Investor Relations


Allegheny Bancshares, Inc., the parent company of Pendleton Community Bank, is pleased to announce third quarter 2016 net income of $765,000 or $0.90 per share. This represents a 4.38% decrease from third quarter 2015 income of $800,000 or $0.93 per share.

For the first nine months of 2016, Allegheny had net income of $2,384,000, which is a decrease of 2.26% from the net income of $2,439,000 earned the first nine months of 2015 and a decrease in earnings per share of $.05 to $2.79 for the first 9 months of 2016. Return on Average Assets (ROAA) for the first 9 months was 1.16% and the Return on Average Equity (ROAE) was 8.90%. This compares to a ROAA of 1.22% and a ROAE of 9.53% for the same period of 2015.

Assets increased 5.08% from December 31, 2015 to September 30, 2016 and on that date, totaled $283,151,000. Shareholders' Equity at the end of the third quarter totaled $36,663,000.

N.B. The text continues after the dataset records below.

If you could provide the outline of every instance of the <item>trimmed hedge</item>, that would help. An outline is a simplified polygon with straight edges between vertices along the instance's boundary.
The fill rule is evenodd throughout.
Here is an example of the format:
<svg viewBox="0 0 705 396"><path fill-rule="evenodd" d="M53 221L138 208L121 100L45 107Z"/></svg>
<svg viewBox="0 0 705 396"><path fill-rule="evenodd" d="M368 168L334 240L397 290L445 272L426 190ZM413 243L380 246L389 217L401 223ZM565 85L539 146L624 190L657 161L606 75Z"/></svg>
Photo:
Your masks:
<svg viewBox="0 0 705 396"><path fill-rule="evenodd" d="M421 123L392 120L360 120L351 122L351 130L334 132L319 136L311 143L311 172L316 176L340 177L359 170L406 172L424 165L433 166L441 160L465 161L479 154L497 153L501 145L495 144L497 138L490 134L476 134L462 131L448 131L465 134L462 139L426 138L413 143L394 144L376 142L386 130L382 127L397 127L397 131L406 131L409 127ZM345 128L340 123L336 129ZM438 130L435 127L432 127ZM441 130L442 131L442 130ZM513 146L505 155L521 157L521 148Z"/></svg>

The decrease in earnings resulted from an increase in costs associated with the opening our newest office in downtown Harrisonburg. In addition, depreciation primarily due to information technology improvements and an increase in information technology management costs are higher than 2015. Net Interest Income actually increased 2.9% or $239,000 over last year and provision for loan loss decreased by 20% or $135,000 comparing September 30 year to date 2015 and 2016. However, this increase was more than offset by an increase in noninterest expense.

W.A. (Bill) Loving, President and CEO, indicated he was extremely pleased with the 2016 year to date performance. According to Loving, "While we see a decrease in quarterly earnings, our net income remains very strong. The reported 1.16% ROAA in today's environment continues to be above the state's industry average and compares very favorably to our local peers and our specific FDIC Peer Group. Our focus on balance sheet management provided a 2.9% increase ($239,000) in our net interest margin. Additionally, as we continue to see improvement in the economy, we were able to decrease our loan loss contribution; and, collectively, these income enhancements allowed us to fund the cost of the investments we made to better position our technology infrastructure and service locations for the future. We are particularly excited about the recent opening of our 6th financial center in downtown Harrisonburg, VA that opened on September 6, 2016. We believe this financial center will augment our existing location in Virginia and provide long-term earnings potential. We believe our investment in this location and expanding our presence in Harrisonburg, along with the increased investment in technology and cyber security tools, will provide the catalyst for growth in the "traditional banking channels" as well as the continually growing electronic world. As this specific banking channel (electronic) continues to demand more options, we believe it prudent to make the necessary investment to meet these demands; and, to that end, we are excited about the roll-out of Apple-Pay@ to complement our existing slate of electronic products.

This press release includes forward-looking statements, which are not historical facts and pertain to future operating results. These forward-looking statements are intended to be covered by the safe harbor provisions for forward-looking statements contained in the Private Securities Litigation Reform Act of 1995. These forward looking statements are subject to significant business, economic, and competitive uncertainties and contingencies, many of which are beyond our control. Accordingly, actual results may differ materially from anticipated results.

Pendleton Community Bank, an independent community bank since 1925, currently has six full-service financial centers located in the West Virginia communities of Franklin, Moorefield, Marlinton, Petersburg, and in the Virginia community of Harrisonburg. Pendleton Community Bank also has a Loan Production office in Wardensville, WV. Allegheny Mortgage Company, a division of Pendleton Community Bank, originates residential mortgage loans and is headquartered in our Harrisonburg location.